This is a live snapshot of tasks and features we will be investing resources in. It may be used to encourage and inspire developers and to search for funding.
Interoperability protocols & duck typing¶
- Easier custom dtypes - Simplify and/or wrap the current C-API - More consistent support for dtype metadata - Support for writing a dtype in Python
- New string dtype(s): - Encoded strings with fixed-width storage (utf8, latin1, …) and/or - Variable length strings (could share implementation with dtype=object, but are explicitly type-checked) - One of these should probably be the default for text data. The current behavior on Python 3 is neither efficient nor user friendly.
- np.int should not be platform dependent
- better coercion for string + number
NumPy is much more than just the code base itself, we also maintain docs, CI, benchmarks, etc.
- Rewrite numpy.org
- Benchmarking: improve the extent of the existing suite, and run & render
the results as part of the docs or website.
- Hardware: find a machine that can reliably run serial benchmarks
- ASV produces graphs, could we set up a site? Currently at https://pv.github.io/numpy-bench/, should that become a community resource?
Functionality outside core¶
Some things inside NumPy do not actually match the Scope of NumPy.
- A backend system for numpy.fft (so that e.g. fft-mkl doesn’t need to monkeypatch numpy)

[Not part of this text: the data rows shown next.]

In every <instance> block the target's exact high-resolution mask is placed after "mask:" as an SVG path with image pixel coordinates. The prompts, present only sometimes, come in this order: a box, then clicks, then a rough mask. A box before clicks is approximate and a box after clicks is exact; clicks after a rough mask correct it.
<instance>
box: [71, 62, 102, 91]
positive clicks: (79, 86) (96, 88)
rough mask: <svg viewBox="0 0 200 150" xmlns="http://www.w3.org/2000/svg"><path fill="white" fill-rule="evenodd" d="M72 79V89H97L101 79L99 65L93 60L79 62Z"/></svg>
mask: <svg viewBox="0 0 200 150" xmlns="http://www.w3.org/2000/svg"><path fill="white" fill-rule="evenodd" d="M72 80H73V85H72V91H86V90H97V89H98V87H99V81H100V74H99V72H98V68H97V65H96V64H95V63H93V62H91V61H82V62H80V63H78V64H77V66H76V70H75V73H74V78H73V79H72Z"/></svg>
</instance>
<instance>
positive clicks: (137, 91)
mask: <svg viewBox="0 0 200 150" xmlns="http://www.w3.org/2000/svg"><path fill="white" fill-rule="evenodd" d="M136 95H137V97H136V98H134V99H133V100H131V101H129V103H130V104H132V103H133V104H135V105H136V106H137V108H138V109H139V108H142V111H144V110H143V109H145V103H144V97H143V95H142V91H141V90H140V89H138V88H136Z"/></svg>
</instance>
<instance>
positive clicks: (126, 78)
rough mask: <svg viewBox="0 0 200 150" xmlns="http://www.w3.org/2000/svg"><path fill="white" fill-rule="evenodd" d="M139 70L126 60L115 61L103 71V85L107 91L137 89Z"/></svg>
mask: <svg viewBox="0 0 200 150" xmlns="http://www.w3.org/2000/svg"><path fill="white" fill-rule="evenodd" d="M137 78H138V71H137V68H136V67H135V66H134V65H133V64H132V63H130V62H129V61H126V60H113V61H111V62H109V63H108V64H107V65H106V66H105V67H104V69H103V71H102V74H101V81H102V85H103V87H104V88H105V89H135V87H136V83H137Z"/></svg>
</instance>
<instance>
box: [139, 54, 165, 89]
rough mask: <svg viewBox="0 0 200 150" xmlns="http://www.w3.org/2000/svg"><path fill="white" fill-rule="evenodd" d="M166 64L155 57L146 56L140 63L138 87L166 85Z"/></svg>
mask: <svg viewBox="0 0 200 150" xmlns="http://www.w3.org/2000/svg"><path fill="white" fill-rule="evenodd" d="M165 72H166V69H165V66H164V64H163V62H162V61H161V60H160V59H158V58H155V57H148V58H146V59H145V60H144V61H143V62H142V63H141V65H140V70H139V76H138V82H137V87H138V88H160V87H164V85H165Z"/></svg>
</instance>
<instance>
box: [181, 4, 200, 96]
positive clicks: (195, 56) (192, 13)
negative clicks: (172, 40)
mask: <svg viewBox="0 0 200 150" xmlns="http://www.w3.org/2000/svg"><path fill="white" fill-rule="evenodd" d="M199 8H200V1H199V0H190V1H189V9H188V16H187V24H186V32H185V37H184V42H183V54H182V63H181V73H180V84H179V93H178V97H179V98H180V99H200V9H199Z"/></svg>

- Rewrite masked arrays to not be a ndarray subclass – maybe in a separate project?
- MaskedArray as a duck-array type, and/or
- dtypes that support missing values
- Write a strategy on how to deal with overlap between numpy and scipy for linalg and fft (and implement it).
- Deprecate np.matrix
We depend on CI to discover problems as we continue to develop NumPy before the code reaches downstream users.
- CI for more exotic platforms (e.g. ARM is now available from http://www.shippable.com/, but it is not free).
- Multi-package testing
- Add an official channel for numpy dev builds for CI usage by other projects so they may confirm new builds do not break their package.
Python type annotation syntax should support ndarrays and dtypes.
- Type annotations for NumPy: github.com/numpy/numpy-stubs
- Support for typing shape and dtype in multi-dimensional arrays in Python more generally
Numpy has both scalars and zero-dimensional arrays.
- The current implementation adds a large maintenance burden – can we remove scalars and/or simplify it internally?
- Zero dimensional arrays get converted into scalars by most NumPy functions (i.e., output of np.sin(x) depends on whether x is zero-dimensional or not). This inconsistency should be addressed, so that one could, e.g., write sane type annotations.